Après la qualité en 2012, Michel Perrin a oeuvré cette année pour l’amélioration des conditions de travail.

 

Après la qualité en 2012, Michel Perrin a oeuvré cette année pour l’amélioration des conditions de travail.
Après la qualité en 2012, Michel Perrin a oeuvré cette année pour l’amélioration des conditions de travail.

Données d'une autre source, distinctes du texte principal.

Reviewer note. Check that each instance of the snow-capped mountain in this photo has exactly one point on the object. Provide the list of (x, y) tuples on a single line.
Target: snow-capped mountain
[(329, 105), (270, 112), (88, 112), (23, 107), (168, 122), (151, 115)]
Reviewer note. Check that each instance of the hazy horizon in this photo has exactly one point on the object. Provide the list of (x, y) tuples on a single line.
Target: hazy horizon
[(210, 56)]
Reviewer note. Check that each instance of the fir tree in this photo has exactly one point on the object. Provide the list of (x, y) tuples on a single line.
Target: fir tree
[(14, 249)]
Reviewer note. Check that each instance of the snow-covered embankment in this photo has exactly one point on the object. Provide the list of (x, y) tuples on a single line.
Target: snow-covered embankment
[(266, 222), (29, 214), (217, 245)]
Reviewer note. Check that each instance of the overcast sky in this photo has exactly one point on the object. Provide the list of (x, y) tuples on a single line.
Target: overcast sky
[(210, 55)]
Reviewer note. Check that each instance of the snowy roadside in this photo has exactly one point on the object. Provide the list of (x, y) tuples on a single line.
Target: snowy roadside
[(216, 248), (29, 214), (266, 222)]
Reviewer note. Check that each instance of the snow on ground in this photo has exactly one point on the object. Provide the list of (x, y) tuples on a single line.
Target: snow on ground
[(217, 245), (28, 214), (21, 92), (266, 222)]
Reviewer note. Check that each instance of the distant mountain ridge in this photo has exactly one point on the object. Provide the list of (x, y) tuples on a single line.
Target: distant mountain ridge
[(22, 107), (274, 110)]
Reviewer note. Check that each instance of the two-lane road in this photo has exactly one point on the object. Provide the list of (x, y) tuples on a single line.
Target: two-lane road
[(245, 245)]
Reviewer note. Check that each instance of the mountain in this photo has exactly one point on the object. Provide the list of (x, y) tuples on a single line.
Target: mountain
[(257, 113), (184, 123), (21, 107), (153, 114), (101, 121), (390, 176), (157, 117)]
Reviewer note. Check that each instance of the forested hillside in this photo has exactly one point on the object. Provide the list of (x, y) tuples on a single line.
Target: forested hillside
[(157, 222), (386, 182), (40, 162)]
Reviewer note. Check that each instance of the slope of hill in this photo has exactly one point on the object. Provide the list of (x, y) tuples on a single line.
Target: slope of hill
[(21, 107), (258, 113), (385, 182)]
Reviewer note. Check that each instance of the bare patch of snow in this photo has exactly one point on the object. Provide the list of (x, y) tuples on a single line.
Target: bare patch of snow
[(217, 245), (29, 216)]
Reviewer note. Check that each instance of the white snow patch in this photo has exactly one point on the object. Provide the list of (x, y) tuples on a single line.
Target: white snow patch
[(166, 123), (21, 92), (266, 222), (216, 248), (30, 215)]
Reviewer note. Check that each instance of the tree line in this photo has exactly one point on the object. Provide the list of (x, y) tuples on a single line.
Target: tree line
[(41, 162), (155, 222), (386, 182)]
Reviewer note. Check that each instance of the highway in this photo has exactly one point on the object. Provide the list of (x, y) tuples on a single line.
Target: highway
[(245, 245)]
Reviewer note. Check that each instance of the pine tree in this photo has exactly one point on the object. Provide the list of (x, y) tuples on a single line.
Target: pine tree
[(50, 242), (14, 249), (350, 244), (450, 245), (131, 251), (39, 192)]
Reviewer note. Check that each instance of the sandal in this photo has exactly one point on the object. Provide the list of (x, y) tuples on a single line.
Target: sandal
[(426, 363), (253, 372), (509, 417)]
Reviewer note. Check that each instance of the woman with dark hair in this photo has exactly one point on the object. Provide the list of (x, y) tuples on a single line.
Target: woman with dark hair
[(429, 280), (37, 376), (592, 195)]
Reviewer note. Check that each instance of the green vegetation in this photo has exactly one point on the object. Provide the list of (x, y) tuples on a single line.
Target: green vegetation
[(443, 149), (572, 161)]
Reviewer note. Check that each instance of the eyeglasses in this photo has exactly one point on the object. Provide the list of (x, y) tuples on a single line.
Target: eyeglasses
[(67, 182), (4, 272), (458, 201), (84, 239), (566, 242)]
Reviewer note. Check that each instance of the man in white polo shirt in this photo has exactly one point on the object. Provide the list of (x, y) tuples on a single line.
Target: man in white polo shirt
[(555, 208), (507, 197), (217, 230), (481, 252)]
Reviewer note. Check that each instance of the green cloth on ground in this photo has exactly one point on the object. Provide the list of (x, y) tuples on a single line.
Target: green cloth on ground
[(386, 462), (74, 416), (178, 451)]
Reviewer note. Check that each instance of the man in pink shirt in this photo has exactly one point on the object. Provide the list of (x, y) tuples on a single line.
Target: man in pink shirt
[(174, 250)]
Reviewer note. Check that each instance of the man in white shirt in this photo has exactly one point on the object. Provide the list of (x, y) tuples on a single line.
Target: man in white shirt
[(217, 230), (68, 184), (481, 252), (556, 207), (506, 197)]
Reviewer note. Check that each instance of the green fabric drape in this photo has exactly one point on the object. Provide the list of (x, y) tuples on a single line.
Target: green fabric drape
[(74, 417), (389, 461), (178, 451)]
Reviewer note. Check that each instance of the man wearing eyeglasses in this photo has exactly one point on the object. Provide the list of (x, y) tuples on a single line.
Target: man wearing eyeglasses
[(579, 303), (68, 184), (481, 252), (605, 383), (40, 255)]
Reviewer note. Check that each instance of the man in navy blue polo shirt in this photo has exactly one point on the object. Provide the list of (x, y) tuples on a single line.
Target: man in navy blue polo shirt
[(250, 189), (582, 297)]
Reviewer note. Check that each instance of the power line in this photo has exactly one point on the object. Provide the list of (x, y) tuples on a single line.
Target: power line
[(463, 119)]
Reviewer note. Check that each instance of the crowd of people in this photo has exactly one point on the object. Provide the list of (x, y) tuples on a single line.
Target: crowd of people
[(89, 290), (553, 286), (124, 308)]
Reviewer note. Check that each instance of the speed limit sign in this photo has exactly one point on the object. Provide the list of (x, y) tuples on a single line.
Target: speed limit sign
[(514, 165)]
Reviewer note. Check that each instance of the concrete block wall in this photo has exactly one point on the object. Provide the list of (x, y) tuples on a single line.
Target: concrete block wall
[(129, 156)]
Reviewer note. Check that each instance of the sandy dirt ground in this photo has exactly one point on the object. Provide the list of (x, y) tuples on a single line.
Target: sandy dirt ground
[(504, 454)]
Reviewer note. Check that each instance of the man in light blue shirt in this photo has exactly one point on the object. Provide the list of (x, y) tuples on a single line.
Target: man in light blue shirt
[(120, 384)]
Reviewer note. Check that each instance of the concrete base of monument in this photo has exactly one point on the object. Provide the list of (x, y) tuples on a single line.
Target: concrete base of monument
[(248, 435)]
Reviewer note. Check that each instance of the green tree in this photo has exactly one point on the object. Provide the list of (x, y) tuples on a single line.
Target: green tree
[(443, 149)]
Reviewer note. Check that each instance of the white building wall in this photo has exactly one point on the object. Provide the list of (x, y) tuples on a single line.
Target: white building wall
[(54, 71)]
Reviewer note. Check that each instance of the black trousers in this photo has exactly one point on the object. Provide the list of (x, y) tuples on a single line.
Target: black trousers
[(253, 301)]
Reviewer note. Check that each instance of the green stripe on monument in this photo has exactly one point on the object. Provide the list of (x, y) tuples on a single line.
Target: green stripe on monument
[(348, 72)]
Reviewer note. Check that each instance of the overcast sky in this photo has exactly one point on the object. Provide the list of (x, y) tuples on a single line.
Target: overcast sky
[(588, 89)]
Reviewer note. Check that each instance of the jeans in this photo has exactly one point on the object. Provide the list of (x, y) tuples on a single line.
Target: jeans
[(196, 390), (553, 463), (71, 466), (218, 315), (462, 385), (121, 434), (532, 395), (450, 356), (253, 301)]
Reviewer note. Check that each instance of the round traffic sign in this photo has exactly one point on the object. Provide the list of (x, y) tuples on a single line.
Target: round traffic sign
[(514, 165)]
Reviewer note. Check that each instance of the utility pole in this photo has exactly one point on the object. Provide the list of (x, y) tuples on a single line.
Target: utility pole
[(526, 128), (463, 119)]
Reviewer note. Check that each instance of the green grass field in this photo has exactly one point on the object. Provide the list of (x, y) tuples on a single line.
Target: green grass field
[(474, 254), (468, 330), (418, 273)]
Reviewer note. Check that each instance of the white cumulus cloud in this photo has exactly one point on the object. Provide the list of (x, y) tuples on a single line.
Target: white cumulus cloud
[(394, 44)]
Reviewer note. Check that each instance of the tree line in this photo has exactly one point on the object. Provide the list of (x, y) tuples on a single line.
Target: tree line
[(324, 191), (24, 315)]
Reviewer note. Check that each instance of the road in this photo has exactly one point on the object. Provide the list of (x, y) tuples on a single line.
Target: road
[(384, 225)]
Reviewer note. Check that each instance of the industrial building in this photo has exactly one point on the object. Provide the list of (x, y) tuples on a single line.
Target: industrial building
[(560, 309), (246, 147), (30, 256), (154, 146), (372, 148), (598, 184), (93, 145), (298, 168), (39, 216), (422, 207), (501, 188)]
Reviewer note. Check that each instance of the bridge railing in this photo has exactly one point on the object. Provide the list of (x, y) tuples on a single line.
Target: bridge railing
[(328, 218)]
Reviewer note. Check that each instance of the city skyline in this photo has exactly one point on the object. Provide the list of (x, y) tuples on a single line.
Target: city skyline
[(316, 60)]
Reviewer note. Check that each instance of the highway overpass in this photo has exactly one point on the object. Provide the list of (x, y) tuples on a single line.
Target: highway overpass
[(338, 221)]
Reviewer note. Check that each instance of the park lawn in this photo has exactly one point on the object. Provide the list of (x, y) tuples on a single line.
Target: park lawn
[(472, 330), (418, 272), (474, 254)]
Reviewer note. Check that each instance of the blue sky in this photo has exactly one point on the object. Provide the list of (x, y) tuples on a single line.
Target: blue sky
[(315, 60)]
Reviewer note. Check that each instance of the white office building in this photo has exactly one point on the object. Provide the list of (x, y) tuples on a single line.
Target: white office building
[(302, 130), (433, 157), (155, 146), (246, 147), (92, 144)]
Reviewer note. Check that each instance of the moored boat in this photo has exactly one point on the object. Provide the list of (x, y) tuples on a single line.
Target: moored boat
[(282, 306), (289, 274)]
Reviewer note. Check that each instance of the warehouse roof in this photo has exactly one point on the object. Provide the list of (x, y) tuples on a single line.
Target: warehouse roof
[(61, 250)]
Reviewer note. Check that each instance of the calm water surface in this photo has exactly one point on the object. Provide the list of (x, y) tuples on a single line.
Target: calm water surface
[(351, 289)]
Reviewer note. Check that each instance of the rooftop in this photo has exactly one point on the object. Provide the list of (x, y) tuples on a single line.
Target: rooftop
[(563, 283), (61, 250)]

Comme l’explique Michel Perrin : « Les conditions de travail concourent à la qualité des produits et au bien-être des salariés. » Partant de ce postulat de base, il a décidé, après la formation de ses salariés à la qualité lancée l’an dernier, de mettre l’accent sur l’amélioration des conditions de travail et sur la santé de ses équipes, « pour se mettre en conformité avec les obligations légales liées à la pénibilité ».

Mise en conformité
Les actions de Diter ont porté sur l’investissement matériel, et rien n’a été oublié : l’éclairage des postes, l’absence d’obstacles au sol (en faisant transiter l’ensemble des fluides en aérien), le chauffage et la ventilation des ateliers, la mise en place de moyens de levage sur les postes, l’aspiration des gaz de soudures par les torches, l’extraction et le rejet après filtration des fumées et enfin la mise en asservissement électrique d’appareils à fonctionnement mécanique. Et si Michel Perrin s’est lancé dans ces grandes manoeuvres, c’est en raison de « l’évolution [du] métier, tient-il à préciser. La formation a été très bien accueillie par les salariés, qui ont ainsi pu accroître leurs compétences, et ont disposé d’une meilleure lecture des problématiques liées à leur métier ».
S’il avoue que « ces efforts ont un coût qu’il est difficile de répercuter sur les prix de vente », le dirigeant de Diter mise sur l’impact positif que ces améliorations ont sur ces salariés, leur bien-être et leur « motivation à faire de la qualité ». Impact qui rejaillira sur la « satisfaction de la clientèle ».